Power jostling can only lead to disaster
Bitterlemons / Iason Athanasiadis
18-Feb-2010

Iran's unprecedented political crisis is transforming the core of the Islamic Republic beyond recognition. Its possible collapse and the absence of a coherent opposition conjure up a nightmare scenario of conflicting agendas fragmenting the country: disparate Khomeinist Leftists struggling with returning exiles, communists, Marxists, religious nationalists, members of the MKO, royalists and ethnic secessionists all grappling with each other in a power vacuum stretching across a country the size of western Europe and hemmed in by warzones on its eastern and western flanks.

Alternatively, were the Green movement to be quashed, the militarization of political life started by President Mahmoud Ahmadinezhad when he appointed former Revolutionary Guardsmen to ministries, ambassadorships and provincial governorships will accelerate. The supreme leader's once-absolute authority will continue eroding until the position becomes honorary.

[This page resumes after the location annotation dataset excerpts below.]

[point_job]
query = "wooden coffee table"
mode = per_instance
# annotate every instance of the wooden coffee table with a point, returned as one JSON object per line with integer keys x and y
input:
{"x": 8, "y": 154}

Much like the Turkic warrior castes that swept down from Central Asia from the tenth century on, first to defend the Abbasid Empire as mercenaries but eventually amassing power and spawning a dynasty, so may the supreme leadership become as irrelevant as the caliph. Valuable for the religious legitimacy vested in him as the defender of Islam, the lineage was retained to lend the state religious credibility.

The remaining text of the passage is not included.